Les cinémas de Montréal, voir l’album photo du Ouimetoscope d’hier à aujourd’hui: https://www.facebook.com/CineCentreVilleMontreal/
Le pouvoir du documentaire
Le film documentaire nous donne le défi de raconter (point de vue, signature d’auteur) une histoire dans un format précis (lois du cinéma) qui communique aux autres (représentation publique) ce qui existe (sujet, thème) de manière intéressante et accessible (lois du divertissement) à partir des outils à sa disposition (technique et technologie). Ce défi explique ce pourquoi je crois que le processus de réaliser un film et que l’oeuvre finale ont un potentiel fascinant pour aller à la rencontre du monde et des expériences humaines.
Les traces de la religion dans l’éducation – SLB (CC-BY)
« [A]vec le temps, tout film devient un témoignage ethnographique d’une grande valeur. Sans le vouloir, contre ses intentions initiales parfois, il se transforme en un authentique artéfact, révélateur des sens et des signes d’une époque; une pièce témoin, un sujet parlant. Rattacher ce discours à un autre discours, recoller les morceaux et les bribes, revisiter des séquences et des mondes, voilà la nature de la chose. »*
(Serge Bouchard, Les images que nous sommes – 60 ans de cinéma québécois, 2013, 9)
Le rapport à la technologie
Notre époque est grandement influencée par la révolution du numérique. Celle-ci a entraîné d’importants changements dans les pratiques de création, de production et de diffusion.

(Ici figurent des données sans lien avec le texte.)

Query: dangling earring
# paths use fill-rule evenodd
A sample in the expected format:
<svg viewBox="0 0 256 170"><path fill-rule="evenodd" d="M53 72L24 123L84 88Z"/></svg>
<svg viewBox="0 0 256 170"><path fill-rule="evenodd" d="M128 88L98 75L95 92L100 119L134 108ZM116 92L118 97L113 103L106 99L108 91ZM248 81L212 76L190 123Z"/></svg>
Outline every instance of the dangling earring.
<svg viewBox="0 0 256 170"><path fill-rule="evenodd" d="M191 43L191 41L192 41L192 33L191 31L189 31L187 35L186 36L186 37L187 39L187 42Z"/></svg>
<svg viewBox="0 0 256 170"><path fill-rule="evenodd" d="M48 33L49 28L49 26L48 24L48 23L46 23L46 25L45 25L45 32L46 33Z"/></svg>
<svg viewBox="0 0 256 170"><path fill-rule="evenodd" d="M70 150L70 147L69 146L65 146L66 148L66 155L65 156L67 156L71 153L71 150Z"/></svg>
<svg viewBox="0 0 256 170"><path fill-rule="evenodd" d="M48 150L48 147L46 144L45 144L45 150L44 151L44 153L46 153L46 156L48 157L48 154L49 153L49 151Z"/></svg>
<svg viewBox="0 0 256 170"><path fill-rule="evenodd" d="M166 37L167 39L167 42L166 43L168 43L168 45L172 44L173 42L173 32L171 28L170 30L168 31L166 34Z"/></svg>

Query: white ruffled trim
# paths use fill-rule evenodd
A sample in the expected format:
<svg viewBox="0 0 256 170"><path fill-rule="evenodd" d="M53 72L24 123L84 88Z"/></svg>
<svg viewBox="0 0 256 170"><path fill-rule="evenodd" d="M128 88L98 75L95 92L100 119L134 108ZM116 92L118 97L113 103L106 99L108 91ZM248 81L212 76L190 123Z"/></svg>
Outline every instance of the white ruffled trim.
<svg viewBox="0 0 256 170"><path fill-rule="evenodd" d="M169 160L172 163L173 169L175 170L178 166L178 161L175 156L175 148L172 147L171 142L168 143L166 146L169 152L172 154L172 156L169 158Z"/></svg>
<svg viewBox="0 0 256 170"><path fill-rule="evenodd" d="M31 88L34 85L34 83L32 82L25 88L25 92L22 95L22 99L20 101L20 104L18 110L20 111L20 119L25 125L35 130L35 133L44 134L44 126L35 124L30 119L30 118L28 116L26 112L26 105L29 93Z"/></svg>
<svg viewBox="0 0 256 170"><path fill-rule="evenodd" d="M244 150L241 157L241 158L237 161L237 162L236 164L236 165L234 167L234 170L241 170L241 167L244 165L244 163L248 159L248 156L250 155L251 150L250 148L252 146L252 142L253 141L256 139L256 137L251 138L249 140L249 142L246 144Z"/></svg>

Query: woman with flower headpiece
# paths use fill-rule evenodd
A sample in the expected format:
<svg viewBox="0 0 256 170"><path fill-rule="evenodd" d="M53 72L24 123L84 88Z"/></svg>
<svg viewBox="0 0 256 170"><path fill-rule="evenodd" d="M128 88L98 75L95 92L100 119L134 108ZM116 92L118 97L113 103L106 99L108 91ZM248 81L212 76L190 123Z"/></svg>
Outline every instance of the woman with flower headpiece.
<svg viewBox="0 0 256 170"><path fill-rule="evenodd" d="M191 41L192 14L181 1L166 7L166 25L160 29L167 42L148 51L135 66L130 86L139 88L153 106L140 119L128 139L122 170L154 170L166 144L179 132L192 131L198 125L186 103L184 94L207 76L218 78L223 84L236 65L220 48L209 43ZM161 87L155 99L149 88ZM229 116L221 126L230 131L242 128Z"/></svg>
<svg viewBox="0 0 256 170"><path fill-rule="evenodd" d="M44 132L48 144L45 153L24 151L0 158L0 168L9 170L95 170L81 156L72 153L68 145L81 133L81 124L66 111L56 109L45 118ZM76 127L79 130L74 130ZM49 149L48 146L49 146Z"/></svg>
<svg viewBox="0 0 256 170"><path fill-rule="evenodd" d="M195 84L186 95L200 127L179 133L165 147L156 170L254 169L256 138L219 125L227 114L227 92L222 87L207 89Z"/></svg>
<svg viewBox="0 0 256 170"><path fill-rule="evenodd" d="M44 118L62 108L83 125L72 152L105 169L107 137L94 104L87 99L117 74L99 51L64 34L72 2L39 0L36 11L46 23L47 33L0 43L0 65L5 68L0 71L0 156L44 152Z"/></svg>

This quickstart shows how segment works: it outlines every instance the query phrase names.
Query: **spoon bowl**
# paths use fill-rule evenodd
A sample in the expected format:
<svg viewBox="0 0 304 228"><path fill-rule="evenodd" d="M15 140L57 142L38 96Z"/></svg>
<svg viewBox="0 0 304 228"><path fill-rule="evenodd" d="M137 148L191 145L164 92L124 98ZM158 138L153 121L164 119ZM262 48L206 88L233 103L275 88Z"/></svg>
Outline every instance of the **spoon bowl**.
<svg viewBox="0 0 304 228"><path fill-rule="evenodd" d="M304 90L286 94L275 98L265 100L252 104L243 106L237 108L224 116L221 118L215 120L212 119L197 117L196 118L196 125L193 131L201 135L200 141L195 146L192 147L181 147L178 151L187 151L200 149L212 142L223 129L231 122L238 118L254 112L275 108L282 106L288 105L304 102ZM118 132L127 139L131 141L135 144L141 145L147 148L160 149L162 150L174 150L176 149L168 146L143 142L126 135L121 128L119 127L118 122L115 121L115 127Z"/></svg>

Partout, tout le temps SLB (CC-BY)
Notre rapport au film a changé. Cette nouvelle expérience du cinéma modifie aussi notre culture du film documentaire. Oui, grâce aux moyens technologiques d’aujourd’hui, la création vidéo et le partage des connaissances sont facilités. Or, le rôle de l’éducation est transversal aux réalités de toutes les époques. J’aimerais contribuer à développer la démarche de chacun et à nourrir les idées qui pourront continuer à faire du documentaire un art vivant qui intervient sur les transformations sociales.

De la technologie qui laisse des traces
L’expérience par le jeu
« L’art, cela ne s’enseigne pas, cela se rencontre, cela s’expérimente… » (Alain Bergala, L’hypothèse cinéma (Petit traité de transmission du cinéma à l’école et ailleurs), Ed. Cahiers du cinéma, 2002)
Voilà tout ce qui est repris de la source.